Porque me olhas assim?... Não faças essa cara de espanto… Sim, eu sabia. Há já muito tempo que o sei. Se queres que te diga, acho mesmo que sempre soube…

            Não sei se contigo se passa o mesmo, mas detesto que me tomem por parva. Não suporto, fico possessa. Má, mesmo.
            A matemática nunca foi o meu forte, mas ainda sei somar dois mais dois.
            Ao príncipio, não vou mentir, realmente estranhei. Mas depois… Lembras-te?...

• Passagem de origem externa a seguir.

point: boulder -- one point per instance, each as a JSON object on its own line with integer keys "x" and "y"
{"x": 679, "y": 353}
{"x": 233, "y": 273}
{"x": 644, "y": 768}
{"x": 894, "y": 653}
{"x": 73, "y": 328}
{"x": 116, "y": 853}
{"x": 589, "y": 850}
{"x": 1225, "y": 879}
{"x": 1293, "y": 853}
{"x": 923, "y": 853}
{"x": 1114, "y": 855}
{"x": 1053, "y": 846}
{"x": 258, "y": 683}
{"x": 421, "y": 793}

            Tu eras o rapaz mais bonito, o galã lá da escola. As raparigas caiam-te aos pés que nem tordos e tu podias namorar com quem quisesses.
            Também eu estava nesse imenso rol, a quem tu bastavas estalares os dedos, para te seguirem cegamente.
            E tu realmente estalaste os dedos a muitas. Mas não a mim.
            A bem da verdade, isso não me surpreendia. Não era bonita. Nem popular. Nem sequer uma boa aluna: apenas dava para o gasto. Não, eu não era nada por aí além.
            Para ser sincera, apenas uma coisa me distinguia das minhas colegas. Uma coisa que nem sequer era minha: a fortuna imensa do meu pai.
            Não que eu fizesse questão de o demonstrar: não, quem olhasse para mim nunca que nunca iria em tempo algum dizer que ali ia a herdeira de um homem muito, mas muito, rico.
            Acho mesmo que era mesmo por essa minha atitude algo desprendida em relação à situação financeira da minha família, que não granjeei grandes antipatias lá na escola.
            Nem grandes antipatias, nem grandes simpatias. Apenas mais uma, igual a tantas. Nunca fui de suscitar grandes, vamos lá, paixões. “Amem-me ou odeiem-me”… Não, isso nunca foi para mim. Essa não sou eu, percebes?..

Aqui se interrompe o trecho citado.